Things I Still Haven’t Learned in my Late 20s
Let's chat over some coffee, or if you're anything like me... and it's past noon, rosé. This is one of those diary type posts I'll look back on in ten years and remember, oh how naíve I was. I hadn't learned this and I hadn't learned that, but you learn everything over time. Sometimes it takes going through the experience to understand the best way to handle a situation. You live and you do learn. Unfortunately some of us (myself included) don't learn quite as quick. That's how I get taken advantage of.
Why do most house related things cost at least $2,000?
I plan to do a post about the process of buying a home, because that is going to be very intriguing to my millennials since we're all buying homes these days. We know it's a better investment than paying an obscene amount of money for renting a space that will never be ours. But why is a fridge 2k? The washer and dryer were over 2k total. A couch is 2k. I mean what the actual hell. Not only do you spend an arm and a leg buying the house, but everything in it costs quite a lot too.
How can I still have poor choice in picking friends?
I mean we all know it's not a walk in the park to make friends as an adult, but I'm too old for this shit. Being 28, I thought I grew out of having to find shitty friends. When will I learn? When was the last time you were being taken advantage of? Like truly being taken advantage of? Sometimes I don't know if I should trust any new friends.
Just a few months ago, I befriended someone only to find out they not only weren't a good person, but they were using me for their own gain. When I hear someone say they want to be my friend because I'm "famous." I literally just laugh out loud. I'm not famous, and if someone thinks that being my friend is going to make them famous, the joke's on them. I have realized over time it's easy for people to take advantage of me, because I'm naive. I believe the best in people, but I'll be honest. Since I have no problem calling a bitch out, that's what I do when I catch someone being a shitty "friend."
Why is it so hard to stay in touch with old friends?

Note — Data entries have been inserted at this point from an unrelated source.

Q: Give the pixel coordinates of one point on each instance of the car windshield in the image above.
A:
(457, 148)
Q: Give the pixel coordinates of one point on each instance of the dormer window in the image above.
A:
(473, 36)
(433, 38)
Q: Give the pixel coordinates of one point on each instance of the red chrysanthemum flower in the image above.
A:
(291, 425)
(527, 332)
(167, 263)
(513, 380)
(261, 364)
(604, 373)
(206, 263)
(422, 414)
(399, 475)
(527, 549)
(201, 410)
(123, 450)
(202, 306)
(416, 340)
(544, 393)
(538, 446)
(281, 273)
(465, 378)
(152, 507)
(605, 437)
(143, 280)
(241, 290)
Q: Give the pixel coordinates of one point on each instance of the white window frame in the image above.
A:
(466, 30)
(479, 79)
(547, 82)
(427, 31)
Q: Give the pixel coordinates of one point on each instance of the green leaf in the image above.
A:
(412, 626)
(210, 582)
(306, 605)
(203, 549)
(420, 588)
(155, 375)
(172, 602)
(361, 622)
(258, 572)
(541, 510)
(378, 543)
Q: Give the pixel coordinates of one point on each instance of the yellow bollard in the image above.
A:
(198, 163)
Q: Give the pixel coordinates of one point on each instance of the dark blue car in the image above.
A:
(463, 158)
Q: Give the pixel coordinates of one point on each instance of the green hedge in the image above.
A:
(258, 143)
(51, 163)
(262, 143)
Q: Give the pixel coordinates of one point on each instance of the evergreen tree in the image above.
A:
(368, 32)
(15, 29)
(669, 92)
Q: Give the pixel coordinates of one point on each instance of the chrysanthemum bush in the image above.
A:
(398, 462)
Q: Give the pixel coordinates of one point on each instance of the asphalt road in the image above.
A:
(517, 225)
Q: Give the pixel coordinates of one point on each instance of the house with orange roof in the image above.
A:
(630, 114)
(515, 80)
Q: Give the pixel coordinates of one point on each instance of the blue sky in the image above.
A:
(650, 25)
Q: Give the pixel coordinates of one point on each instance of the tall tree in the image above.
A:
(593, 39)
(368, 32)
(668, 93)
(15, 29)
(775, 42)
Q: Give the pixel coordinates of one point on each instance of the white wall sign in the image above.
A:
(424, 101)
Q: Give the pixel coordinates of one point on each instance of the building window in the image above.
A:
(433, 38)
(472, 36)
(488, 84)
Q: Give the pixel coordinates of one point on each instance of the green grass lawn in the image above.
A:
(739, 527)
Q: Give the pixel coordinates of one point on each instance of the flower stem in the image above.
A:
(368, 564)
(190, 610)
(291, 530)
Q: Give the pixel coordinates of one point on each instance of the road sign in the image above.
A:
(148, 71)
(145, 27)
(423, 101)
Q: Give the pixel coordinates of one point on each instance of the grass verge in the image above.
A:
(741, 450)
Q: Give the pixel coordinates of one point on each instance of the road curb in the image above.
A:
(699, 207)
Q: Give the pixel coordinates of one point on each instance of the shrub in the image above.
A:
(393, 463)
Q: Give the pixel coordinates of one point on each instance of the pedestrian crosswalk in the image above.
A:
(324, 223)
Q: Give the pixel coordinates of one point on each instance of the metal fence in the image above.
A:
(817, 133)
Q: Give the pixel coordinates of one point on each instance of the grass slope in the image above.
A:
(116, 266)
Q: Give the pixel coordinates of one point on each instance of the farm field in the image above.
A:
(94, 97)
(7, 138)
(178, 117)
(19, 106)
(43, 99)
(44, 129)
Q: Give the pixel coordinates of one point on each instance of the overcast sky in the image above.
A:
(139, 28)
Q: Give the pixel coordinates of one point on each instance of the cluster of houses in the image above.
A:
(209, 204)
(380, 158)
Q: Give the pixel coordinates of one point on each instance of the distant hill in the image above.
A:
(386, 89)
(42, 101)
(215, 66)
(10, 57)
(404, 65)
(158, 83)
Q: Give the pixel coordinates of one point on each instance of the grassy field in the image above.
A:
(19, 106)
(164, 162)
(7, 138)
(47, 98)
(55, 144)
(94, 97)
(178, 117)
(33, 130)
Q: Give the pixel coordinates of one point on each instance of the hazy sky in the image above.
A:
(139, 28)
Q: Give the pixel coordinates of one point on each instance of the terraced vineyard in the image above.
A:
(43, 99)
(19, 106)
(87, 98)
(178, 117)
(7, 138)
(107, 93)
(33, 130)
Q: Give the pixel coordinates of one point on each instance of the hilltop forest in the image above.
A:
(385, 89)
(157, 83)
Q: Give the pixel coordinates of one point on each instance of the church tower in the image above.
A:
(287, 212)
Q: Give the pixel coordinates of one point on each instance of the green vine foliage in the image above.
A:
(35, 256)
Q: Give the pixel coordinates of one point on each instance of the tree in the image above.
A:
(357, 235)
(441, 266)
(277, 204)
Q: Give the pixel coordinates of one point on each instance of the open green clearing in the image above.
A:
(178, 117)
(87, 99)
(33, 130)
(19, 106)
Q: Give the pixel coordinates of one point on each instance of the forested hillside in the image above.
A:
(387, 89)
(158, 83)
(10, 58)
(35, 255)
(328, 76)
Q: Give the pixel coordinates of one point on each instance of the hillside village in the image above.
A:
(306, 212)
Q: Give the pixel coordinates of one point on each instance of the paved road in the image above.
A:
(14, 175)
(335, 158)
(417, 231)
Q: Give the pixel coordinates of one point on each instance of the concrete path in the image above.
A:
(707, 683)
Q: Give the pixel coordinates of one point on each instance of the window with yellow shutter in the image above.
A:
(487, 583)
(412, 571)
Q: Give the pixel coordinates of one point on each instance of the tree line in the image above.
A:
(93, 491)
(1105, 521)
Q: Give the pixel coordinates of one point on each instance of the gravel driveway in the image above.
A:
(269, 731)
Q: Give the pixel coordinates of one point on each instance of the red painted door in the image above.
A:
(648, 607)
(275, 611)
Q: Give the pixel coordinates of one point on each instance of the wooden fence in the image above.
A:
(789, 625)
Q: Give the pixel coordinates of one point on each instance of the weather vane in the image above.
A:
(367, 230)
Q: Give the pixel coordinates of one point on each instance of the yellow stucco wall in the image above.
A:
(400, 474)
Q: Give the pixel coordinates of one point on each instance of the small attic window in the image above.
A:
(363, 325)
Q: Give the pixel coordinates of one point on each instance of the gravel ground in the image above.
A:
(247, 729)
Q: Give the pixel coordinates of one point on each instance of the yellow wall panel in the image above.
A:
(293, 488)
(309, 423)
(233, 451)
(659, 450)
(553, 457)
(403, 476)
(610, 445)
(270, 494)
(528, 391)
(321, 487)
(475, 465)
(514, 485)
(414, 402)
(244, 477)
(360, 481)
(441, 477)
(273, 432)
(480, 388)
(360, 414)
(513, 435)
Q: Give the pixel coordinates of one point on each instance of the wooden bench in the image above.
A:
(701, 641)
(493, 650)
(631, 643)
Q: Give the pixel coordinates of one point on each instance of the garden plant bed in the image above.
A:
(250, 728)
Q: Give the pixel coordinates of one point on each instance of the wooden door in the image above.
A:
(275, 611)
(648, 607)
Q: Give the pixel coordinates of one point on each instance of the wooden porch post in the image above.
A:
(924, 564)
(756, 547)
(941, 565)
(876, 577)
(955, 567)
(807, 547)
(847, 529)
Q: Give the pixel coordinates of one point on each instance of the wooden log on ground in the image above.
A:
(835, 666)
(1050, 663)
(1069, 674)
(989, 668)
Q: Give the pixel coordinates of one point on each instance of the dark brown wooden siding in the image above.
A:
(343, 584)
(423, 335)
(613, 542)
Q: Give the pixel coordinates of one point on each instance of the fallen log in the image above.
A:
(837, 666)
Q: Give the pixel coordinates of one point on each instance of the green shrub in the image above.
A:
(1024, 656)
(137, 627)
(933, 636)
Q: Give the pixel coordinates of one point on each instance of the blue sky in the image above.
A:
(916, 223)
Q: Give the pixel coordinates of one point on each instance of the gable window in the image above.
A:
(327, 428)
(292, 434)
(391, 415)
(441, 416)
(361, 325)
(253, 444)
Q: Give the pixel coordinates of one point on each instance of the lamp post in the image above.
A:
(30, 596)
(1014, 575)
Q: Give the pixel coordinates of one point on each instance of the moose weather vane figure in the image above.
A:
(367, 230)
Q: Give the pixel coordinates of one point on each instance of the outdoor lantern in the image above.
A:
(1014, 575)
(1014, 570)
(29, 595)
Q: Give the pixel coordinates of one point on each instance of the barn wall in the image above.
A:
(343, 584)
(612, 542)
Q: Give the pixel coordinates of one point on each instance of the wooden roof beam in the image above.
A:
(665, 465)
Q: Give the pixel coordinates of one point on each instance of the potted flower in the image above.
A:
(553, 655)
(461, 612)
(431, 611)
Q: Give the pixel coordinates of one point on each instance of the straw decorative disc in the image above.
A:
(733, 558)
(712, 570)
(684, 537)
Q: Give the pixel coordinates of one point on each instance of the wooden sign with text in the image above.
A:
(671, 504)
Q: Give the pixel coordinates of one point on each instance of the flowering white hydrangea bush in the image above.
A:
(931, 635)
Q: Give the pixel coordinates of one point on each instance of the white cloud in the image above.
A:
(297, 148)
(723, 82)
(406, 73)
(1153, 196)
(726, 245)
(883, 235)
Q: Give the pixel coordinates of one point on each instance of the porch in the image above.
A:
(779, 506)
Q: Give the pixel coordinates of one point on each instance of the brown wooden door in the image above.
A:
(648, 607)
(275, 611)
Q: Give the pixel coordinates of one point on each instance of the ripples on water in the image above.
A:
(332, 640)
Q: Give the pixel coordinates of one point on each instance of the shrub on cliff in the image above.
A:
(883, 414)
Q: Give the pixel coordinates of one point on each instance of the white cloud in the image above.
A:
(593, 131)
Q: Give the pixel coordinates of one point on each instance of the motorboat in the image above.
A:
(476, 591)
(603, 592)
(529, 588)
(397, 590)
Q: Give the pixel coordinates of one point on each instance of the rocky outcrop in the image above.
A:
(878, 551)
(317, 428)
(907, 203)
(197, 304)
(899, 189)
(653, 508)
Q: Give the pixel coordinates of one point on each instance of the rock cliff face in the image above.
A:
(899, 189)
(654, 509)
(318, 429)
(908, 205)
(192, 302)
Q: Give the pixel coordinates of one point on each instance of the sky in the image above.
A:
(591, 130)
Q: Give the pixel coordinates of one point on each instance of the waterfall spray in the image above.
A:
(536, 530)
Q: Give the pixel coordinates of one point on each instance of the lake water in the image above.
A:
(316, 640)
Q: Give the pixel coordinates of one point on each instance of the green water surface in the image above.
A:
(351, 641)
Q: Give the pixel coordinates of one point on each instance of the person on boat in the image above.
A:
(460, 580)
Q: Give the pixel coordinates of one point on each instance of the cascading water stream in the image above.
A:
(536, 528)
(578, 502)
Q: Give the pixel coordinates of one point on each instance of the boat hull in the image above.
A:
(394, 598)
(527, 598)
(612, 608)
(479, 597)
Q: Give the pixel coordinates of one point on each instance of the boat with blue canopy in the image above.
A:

Over time, I've realized the friends I've had since I was a kid, are hard to not only keep up with but also hard to update. It's so much easier to update your friend that can come over everyday and just understand your life when you live in the same place. What's the secret to keeping the friendships alive when you live in different states and sometimes even different countries? It's tough, no? I just think it takes a long time to update them and they don't always understand half the story, so it gets kind of tedious to explain it all. Anyone else understand what I mean?
Why does adding avocado to anything cost $55?
I legit still don't understand why avocados are so expensive, and every time I ask for avocado, they look at me and say it's extra. No shit Sherlock. It's always extra, but I need someone to tell my ass why that's the case. I can get a pack of 6 avocados for $3 at Trader Joe's but if I order it as a side it's $5. Blows my mind every single time, and clearly I still don't get it.
Why are some women the absolute worst?
I'm hoping in the future, I can spot bitchy girls right away and steer clear so I don't have to deal with the bullshit long-term and of course, over complicate my life. If only I knew someone was going to turn bitch mode in the beginning, I would never even pursue the friendship but sadly that is life, and you really don't know what happens until you start to learn more about someone, their intentions, their upbringing, etc. Sometimes you can tell someone's a certain persona from the beginning, but a lot of times you can't because people don't show their true colors in the beginning. It's like a honeymoon phase in every relationship. You don't know, until you know.
Why don't people travel the world?
Since travel is so much more accessible nowadays, I am always surprised that people don't want to travel. Sure a comfortable life in your hometown is great, but I can't imagine not having all the fun adventures I embark on every time I set foot in a new destination.
So what gives? I don't understand why people wouldn't give up other things to travel the world when traveling is just so much more amazing than things. Material things can't give you the same quality of memories and they're so much more worth it.
Writing this post is really a way for me to tell you, I don't have it figured out when it comes to life. We're all just pretending to know what the hell we're doing, but in reality we don't have a damn clue. I've been burned too many times and gotten myself in friendships that make me sick and ones I lost a lot of sleep over. Hearing rumors locally, dealing with drama in person and just having that in my life has taught me to keep my circle tighter and tighter over time. Luckily I have a few incredible friends who are helping to protect me from this, moving forward because they have a better sense of character than I clearly do. I'm not pretending to be anyone's friend anymore, and I'm not pretending to listen to someone talk about themselves for hours. Time is precious, and selfish behavior is no longer going to be a part of my day to day.
So with that I say, bye Felicia.
Bye Felicia. You were a bitch and I'm not sad to see you go.